Volunteer program helps girls discern vocation
BOSTON -- For Emily and Johanna Holmquist, a new volunteer program provides a great opportunity to learn what life is really like inside a convent.
They spend Saturday mornings cooking and cleaning at St. Ann’s House, a community of the Sisters of St. Benedict Center in Still River.
“I think it’s a wonderful place to be when you’re a teenage girl, said their mother, Susan Holmquist. “They learn that the sisters are real, normal people, and it doesn’t make a vocation seem so far away.”
Sister Margaret Mary Baravella, MICM, directs the new volunteer project at St. Ann’s House. She said the young help is greatly appreciated, and she also looks at the program with a long-term view of spurring vocations. The current volunteers range in age from 10 to 16.
“They’re helping us out,” she said. “It’s just in its infancy,” she said of the volunteer program.
Emily, 13, and Johanna, 11, live in Sterling. They are part of a larger team of girls who give of their time at the convent. Many of these girls already know one another, either because they attend Mass at St. Ann’s House or they belong to a local homeschool group.

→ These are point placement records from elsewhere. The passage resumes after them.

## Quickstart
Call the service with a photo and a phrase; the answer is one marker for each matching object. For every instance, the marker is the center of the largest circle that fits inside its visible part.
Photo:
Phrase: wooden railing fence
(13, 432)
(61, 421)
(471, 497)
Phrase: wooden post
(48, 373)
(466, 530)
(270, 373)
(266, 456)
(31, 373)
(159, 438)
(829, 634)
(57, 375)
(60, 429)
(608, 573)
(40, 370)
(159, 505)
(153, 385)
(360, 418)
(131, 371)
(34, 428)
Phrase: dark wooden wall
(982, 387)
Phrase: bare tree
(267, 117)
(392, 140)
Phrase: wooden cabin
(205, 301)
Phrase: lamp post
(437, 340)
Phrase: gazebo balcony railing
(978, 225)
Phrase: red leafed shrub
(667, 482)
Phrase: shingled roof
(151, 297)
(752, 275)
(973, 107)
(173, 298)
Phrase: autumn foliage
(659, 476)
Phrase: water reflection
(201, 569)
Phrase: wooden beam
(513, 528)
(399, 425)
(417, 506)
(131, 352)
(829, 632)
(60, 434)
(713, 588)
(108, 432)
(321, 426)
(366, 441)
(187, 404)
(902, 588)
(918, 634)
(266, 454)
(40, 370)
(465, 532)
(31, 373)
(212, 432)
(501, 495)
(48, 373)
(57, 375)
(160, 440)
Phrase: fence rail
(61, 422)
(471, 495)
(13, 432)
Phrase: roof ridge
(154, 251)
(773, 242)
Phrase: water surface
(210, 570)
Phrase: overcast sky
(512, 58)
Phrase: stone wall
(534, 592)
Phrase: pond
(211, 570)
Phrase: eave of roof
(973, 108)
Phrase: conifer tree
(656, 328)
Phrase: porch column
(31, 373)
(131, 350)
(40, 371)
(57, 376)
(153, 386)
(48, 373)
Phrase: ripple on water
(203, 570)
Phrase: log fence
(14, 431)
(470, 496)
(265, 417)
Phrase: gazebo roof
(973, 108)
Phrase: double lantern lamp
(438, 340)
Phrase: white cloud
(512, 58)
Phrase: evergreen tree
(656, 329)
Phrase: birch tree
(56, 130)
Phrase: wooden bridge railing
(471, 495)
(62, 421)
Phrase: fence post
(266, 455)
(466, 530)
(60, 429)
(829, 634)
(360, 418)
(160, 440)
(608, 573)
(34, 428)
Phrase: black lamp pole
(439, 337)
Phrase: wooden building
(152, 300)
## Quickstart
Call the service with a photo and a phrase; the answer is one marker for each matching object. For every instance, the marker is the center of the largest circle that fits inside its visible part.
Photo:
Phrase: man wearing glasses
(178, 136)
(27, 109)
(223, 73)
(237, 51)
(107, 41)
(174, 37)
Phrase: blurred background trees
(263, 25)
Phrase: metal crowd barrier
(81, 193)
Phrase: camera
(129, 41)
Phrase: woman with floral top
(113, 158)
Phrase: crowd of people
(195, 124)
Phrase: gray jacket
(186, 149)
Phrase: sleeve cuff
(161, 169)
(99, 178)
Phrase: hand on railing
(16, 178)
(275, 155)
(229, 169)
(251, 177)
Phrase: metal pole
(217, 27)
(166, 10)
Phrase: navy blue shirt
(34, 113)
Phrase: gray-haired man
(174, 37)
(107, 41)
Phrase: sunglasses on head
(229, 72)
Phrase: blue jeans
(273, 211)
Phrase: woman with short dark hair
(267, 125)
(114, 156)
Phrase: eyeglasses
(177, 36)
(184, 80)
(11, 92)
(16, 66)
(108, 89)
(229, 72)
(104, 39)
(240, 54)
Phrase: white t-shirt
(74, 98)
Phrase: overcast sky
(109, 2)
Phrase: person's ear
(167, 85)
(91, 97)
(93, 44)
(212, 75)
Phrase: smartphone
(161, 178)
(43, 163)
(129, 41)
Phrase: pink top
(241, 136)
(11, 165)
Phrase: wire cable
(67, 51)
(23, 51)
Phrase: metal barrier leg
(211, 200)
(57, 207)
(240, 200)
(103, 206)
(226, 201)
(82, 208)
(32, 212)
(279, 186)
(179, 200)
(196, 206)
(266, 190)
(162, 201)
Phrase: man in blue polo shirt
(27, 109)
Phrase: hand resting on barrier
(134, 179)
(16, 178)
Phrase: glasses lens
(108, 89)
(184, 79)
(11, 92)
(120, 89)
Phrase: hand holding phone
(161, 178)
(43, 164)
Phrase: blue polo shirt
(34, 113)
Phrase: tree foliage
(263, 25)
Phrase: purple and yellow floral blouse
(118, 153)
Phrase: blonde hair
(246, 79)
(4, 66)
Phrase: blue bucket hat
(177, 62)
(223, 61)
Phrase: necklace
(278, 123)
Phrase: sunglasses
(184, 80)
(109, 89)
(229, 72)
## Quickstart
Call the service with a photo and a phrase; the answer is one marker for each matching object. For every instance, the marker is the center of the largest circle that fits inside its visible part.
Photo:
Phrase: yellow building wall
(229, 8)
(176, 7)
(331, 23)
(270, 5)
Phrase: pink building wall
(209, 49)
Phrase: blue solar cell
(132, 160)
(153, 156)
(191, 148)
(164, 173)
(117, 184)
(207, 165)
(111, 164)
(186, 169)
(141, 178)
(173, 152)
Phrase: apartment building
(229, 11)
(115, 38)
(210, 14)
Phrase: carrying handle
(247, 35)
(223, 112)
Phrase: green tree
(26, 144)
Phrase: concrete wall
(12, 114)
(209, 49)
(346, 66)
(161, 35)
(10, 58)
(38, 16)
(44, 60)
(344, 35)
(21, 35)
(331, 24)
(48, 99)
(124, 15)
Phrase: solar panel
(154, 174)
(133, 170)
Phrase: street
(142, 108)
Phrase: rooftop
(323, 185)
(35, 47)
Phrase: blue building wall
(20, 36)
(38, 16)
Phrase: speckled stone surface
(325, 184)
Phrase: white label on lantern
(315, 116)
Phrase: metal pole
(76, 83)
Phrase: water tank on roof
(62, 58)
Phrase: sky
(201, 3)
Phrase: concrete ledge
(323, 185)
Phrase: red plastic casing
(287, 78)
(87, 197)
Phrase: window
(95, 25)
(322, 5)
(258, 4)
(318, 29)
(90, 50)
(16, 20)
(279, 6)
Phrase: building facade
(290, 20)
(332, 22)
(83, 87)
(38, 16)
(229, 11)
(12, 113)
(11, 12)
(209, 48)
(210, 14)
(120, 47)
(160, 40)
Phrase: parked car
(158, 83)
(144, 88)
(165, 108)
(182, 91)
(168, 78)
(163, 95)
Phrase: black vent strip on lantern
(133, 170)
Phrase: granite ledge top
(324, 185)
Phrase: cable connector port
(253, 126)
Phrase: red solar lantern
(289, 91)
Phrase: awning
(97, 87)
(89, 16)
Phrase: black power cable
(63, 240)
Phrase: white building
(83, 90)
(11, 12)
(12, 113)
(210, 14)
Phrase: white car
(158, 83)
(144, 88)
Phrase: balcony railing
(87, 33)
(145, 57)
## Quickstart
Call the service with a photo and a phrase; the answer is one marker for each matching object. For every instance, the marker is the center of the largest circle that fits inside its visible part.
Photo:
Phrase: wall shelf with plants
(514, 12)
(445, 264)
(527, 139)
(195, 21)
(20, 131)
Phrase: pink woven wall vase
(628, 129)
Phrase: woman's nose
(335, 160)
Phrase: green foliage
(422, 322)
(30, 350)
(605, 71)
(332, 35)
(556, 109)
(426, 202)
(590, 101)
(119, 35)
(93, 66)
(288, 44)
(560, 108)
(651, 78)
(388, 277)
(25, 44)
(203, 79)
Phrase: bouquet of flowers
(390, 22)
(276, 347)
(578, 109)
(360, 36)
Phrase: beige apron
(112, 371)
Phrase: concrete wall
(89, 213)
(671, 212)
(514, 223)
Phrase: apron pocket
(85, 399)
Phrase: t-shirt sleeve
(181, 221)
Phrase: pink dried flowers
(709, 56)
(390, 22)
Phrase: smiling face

“Working with them, they (the girls) see that they laugh and have fun, and they still have this rich spiritual life as well,” said Holmquist. “A rich spiritual life doesn’t have to be boring or dour.”
One sister spoke with the girls about her own life and what it was like growing up with many siblings, said Holmquist. Another sister played a card game with the girls, she added.
Holmquist arranges the schedule so that each girl visits the convent every few weeks. “I switched people around so they could be with their friends,” she explained.
Sterling resident Mariana Shnaider, 16, and some of her friends work together. “I think it’s important for her to be in touch with nuns,” said Mariana’s mother, Patricia Shnaider.
Shnaider wants her daughter to learn about convent life, even if she decides it’s not for her. “For me, that’s part of the reason for sending her,” she explained.
Emily Kuefler, 12, lives in Stow. She periodically cleans and bakes at St. Ann’s House. “I just liked it,” she said of her time at the convent.
The girls help out doing “the basic things you’d do around any house on a Saturday,” said Sister Margaret Mary. She said she expects they’ll help in the large vegetable garden once the weather warms and “in the summer we’ll be doing a lot of outdoor things.”
Sister Margaret Mary, 49, the convent’s youngest member, joined 26 years ago. Lately, she said, the Sisters of St. Benedict Center have become more pro-active in vocation recruitment.
For this reason, they sponsor days of recollection for high school age and older girls. Some of these events are held at the convent, which sits on 63 hillside acres with a sweeping view of Mt. Wachusett to the west.
The sisters have also recently constructed a Web site www.sistersofstbenedictcenter.org with the similar aim of attracting potential postulants.
The Web site’s home page shows a picture of a sister in a black habit praying in the convent chapel, where each day a Tridentine Mass is offered.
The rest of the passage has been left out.